Human-Centred Computing

  • Supervisory team: Dr. Gelareh Mohammadi, Prof. Sowmya Arcot

    Project summary: We’ve seen stunning results from modern RL in arenas such as playing games, where the environment is constrained, predictable and it is possible to simulate a huge number of experiences. Major limiting factors are that current technology is not able to learn from a few experiences (few-shot learning), and to learn new tasks without forgetting old ones (continual learning). Neither has been well addressed and are usually investigated separately. In stark contrast, they are trivial for animals, and common in even simple real world scenarios. To advance the state-of-the-art continual and few-shot RL within a single architecture. The project is inspired by evidence that in our brains, the Hippocampus constitutes a short term memory and it replays to the frontal cortex directly. It is likely used for world-model building, as opposed to the mainstream view in cognitive science and ML - where 'experience replay' ultimately improves policy.
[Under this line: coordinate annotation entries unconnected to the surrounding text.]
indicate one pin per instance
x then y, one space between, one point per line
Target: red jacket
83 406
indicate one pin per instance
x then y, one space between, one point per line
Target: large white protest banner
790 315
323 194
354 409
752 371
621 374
  • Supervisory team: Dr Gelareh MohammadiProf. Wenjie Zhang

    Project description: Previous studies have shown that cognitive training can effectively improve people's skillsets and emotional capabilities in cognitive deficits. Such training programs are known to enhance the participants' brain health and better prepare them for an independent life. However, the existing conventional technologies for such training are not scalable and lack personalized features to optimize the efficacy. In this project, we will develop a technology platform for automatically acquiring and processing multimodal training data. The project will be conducted in collaboration with Stronger Brains, a not-for-profit organization that provides cognitive training. We aim to develop a fully automated social and cognitive function assessment framework based on multimodal data. Such a framework is essential to establish a  system with less involvement of experts and increase its scalability. The project involves:

    • Data collection.
    • Developing multimodal predictive models for cognitive functions and affective states in cognitive deficits.
    • Developing adaptation techniques to personalize the framework.
  • Supervisory team: Dr Gelareh Mohammadi, A/Prof. Nadine Marcus

    Project description: The fields of Science, Technology, Engineering and Math, otherwise known as STEM, play a key role in the sustained growth and stability of any economy and are a critical component in shaping the future of our society. This project aims to develop new evidence-based guidelines for designing highly effective teaching simulations for a STEM subject that personalizes training to learner proficiency. In particular, we aim to design a novel AI-powered framework for dynamic adaptive learning in STEM educational technology to improve learning outcomes in an accessible and engaging environment. The potential contributions of the project involve:

    • Developing a multimodal physio-behavioural AI for rapid assessment of proficiency level.
    • Integration of affective state and cognitive load with proficiency level to form a comprehensive cognitive diagnosis and capture the interplay between affective and cognitive processes.
    • Establishing dynamic adaptive learning in real-time based on the cognitive diagnosis that responds to the current individual needs of the learner.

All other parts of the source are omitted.